Re: Btrfs slowdown

Christian Brunner <chb@xxxxxx> · Thu, 28 Jul 2011 17:10:27 +0200

2011/7/28 Marcus Sorensen <shadowsor@xxxxxxxxx>:
> Christian,
>
> Have you checked up on the disks themselves and hardware? High
> utilization can mean that the i/o load has increased, but it can also
> mean that the i/o capacity has decreased.  Your traces seem to
> indicate that a good portion of the time is being spent on commits,
> that could be waiting on disk. That "wait_for_commit" looks to
> basically just spin waiting for the commit to complete, and at least
> one thing that calls it raises a BUG_ON, not sure if it's one you've
> seen even on 2.6.38.
>
> There could be all sorts of performance related reasons that aren't
> specific to btrfs or ceph, on our various systems we've seen things
> like the raid card module being upgraded in newer kernels and suddenly
> our disks start to go into sleep mode after a bit, dirty_ratio causing
> multiple gigs of memory to sync because its not optimized for the
> workload, external SAS enclosures stop communicating a few days after
> reboot (but the disks keep working with sporadic issues), things like
> patrol read hitting a bad sector on a disk, causing it to go into
> enhanced error recovery and stop responding, etc.
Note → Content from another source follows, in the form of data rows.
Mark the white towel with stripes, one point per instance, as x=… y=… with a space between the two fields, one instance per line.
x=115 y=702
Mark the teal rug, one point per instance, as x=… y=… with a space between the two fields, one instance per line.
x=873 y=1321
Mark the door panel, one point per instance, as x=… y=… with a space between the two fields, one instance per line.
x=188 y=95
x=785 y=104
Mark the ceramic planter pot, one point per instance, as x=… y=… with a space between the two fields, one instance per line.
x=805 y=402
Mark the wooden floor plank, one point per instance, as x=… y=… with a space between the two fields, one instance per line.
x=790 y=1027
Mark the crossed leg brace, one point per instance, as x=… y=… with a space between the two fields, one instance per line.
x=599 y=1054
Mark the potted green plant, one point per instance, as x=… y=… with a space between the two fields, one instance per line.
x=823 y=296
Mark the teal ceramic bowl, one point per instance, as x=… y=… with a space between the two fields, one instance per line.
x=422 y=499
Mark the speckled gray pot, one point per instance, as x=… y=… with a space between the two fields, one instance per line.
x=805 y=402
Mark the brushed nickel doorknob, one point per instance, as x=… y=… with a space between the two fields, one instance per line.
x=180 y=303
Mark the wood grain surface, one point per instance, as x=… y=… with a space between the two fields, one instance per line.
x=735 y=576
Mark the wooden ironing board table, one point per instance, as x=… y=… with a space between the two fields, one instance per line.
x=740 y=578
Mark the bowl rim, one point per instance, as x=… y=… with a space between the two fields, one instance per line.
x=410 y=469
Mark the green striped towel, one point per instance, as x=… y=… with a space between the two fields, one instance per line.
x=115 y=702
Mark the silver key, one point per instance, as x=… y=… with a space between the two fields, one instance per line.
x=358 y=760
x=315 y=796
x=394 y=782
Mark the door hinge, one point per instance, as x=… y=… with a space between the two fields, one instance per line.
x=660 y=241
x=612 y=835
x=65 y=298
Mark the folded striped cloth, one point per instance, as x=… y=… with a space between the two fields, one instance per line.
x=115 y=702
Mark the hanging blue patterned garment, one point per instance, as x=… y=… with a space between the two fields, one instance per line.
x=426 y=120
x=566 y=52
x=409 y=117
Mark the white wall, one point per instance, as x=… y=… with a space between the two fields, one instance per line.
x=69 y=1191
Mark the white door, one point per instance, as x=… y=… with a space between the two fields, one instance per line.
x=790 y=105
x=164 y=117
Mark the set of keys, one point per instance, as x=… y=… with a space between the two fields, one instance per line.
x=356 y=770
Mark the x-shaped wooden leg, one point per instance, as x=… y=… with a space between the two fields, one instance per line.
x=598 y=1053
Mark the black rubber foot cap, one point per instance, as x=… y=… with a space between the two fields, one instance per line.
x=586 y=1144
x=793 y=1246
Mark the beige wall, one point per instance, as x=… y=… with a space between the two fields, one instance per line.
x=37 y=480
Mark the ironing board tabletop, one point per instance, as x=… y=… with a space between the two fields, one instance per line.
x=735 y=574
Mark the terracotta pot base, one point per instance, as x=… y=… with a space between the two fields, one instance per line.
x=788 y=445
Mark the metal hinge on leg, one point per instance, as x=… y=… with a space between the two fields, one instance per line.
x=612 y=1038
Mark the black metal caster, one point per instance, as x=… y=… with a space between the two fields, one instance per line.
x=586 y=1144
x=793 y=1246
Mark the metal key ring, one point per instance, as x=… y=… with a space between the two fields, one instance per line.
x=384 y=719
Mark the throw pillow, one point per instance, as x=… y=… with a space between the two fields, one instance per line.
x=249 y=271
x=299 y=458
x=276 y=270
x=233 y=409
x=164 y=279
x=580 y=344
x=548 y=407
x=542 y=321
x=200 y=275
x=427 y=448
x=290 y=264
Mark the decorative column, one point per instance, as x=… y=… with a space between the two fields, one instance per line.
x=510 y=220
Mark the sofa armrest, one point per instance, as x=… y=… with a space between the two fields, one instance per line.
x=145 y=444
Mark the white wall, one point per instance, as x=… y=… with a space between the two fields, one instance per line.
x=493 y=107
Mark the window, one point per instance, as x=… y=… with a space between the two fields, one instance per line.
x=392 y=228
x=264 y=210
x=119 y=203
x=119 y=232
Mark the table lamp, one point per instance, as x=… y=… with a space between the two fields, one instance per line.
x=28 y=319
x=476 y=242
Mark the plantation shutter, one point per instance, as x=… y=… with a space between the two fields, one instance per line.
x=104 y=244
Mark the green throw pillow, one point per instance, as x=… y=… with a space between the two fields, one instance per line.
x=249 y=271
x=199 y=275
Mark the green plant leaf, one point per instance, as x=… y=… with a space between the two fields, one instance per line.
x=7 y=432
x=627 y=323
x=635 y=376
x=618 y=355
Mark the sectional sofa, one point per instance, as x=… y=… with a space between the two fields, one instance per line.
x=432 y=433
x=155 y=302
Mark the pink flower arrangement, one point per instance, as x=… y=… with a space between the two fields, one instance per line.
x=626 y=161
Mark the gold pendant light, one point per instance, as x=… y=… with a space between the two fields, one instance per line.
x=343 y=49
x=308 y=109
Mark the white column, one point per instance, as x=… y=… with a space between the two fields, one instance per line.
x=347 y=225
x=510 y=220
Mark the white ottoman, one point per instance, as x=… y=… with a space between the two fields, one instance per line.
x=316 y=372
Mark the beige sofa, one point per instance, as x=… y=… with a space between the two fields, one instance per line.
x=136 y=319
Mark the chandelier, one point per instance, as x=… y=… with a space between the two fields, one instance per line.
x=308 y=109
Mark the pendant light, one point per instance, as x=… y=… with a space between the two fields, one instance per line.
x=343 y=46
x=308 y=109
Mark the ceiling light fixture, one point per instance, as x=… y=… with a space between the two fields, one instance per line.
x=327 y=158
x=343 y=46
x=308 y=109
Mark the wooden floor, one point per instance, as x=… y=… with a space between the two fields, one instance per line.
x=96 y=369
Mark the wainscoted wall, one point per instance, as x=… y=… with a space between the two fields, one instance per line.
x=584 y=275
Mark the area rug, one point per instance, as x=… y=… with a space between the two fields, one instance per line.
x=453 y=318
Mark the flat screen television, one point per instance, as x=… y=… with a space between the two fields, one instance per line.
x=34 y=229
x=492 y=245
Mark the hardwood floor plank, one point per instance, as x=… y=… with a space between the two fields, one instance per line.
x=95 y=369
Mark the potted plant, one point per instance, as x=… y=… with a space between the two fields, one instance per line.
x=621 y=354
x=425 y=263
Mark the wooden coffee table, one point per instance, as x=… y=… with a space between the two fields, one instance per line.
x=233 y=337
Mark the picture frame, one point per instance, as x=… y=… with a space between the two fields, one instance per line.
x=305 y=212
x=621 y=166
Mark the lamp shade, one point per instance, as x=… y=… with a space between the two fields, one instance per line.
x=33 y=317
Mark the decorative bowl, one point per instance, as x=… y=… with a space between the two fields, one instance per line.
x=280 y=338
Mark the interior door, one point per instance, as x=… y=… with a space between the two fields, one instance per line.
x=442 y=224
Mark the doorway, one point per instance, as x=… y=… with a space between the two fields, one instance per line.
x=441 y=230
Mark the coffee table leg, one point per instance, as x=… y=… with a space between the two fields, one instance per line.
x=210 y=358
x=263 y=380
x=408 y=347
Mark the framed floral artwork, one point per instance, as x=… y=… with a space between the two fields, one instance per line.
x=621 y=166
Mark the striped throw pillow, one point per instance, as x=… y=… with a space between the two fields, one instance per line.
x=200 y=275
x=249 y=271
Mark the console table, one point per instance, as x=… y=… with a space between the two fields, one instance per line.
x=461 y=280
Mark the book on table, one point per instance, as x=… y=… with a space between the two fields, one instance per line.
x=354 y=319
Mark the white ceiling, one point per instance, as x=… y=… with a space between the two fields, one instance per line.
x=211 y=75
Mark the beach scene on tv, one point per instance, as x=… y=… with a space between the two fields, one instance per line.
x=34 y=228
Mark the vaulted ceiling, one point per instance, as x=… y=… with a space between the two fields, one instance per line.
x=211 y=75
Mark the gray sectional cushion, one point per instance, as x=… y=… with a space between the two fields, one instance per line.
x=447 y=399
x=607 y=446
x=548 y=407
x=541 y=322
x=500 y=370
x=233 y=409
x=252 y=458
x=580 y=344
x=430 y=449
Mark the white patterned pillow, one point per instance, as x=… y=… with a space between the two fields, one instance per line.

I' fairly confident that the hardware is ok. We see the problem on
four machines. It could be a problem with the hpsa driver/firmware,
but we haven't seen the behavior with 2.6.38 and the changes in the
hpsa driver are not that big.

> Maybe you have already tried these things. It's where I would start
> anyway. Looking at /proc/meminfo, dirty, writeback, swap, etc both
> while the system is functioning desirably and when it's misbehaving.
> Looking at anything else that might be in D state. Looking at not just
> disk util, but the workload causing it (e.g. Was I doing 300 iops
> previously with an average size of 64k, and now I'm only managing 50
> iops at 64k before the disk util reports 100%?) Testing the system in
> a filesystem-agnostic manner, for example when performance is bad
> through btrfs, is performance the same as you got on fresh boot when
> testing iops on /dev/sdb or whatever? You're not by chance swapping
> after a bit of uptime on any volume that's shared with the underlying
> disks that make up your osd, obfuscated by a hardware raid? I didn't
> see the kernel warning you're referring to, just the ixgbe malloc
> failure you mentioned the other day.

I've looked at most of this. What makes me point to btrfs, is that the
problem goes away when I reboot on server in our cluster, but persists
on the other systems. So it can't be related to the number of requests
that come in.

> I do not mean to presume that you have not looked at these things
> already. I am not very knowledgeable in btrfs specifically, but I
> would expect any degradation in performance over time to be due to
> what's on disk (lots of small files, fragmented, etc). This is
> obviously not the case in this situation since a reboot recovers the
> performance. I suppose it could also be a memory leak or something
> similar, but you should be able to detect something like that by
> monitoring your memory situation, /proc/slabinfo etc.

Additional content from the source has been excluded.